武家屋敷には、よく拭かれた木と衣へ焚きしめた香の匂いがある。寺には、線香と古い紙と米俵の匂いがある。村の家には、土と水と、干し藁と味噌の匂いがある。


では町の小さな店には何の匂いがあるかといえば――それは、暮らしの匂いである。


売り物の菜の青さ、味噌玉の塩気、干し物の陽の匂い、桶の水、手拭いの湿り、朝に焚いた飯の名残。贅沢ではないが、手を抜いておらぬ者の匂いだ。

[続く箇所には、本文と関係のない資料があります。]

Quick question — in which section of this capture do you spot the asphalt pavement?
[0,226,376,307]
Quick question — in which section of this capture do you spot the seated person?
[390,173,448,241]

市で口入れ屋まがいの男を追い返してしばらくしたあと、わしはおつねの店先の片づけを手伝っていた。


手伝っていた、と言うと聞こえはよいが、実際にはおつねにあれこれ使われておるだけでもある。


「その籠、そっち」

「こっちではないのか」

「それはもう空だよ」

「見れば分かる」

「なら聞くな」

「会話をしておるのじゃ」

「会話なら、手を動かしながらできる」

「厳しい娘じゃのう」

「おぬしが緩すぎる」


いつもの調子である。


だが今日は、ただそれだけでもなかった。さっきの男が去り際に残した、妙な言葉がまだ店先の空気に引っかかっている。


寺も武家も、娘の行き先に口を出す。


あれは脅し半分、探り半分のような言い方だった。嘘ばかりでもなさそうで、だからこそ嫌な後味がある。


おつねは表向きいつも通りに働いておる。だが、桶の置き方も、菜の並べ直しも、普段より少し速い。気を紛らわせるために手を動かしておる時の速さである。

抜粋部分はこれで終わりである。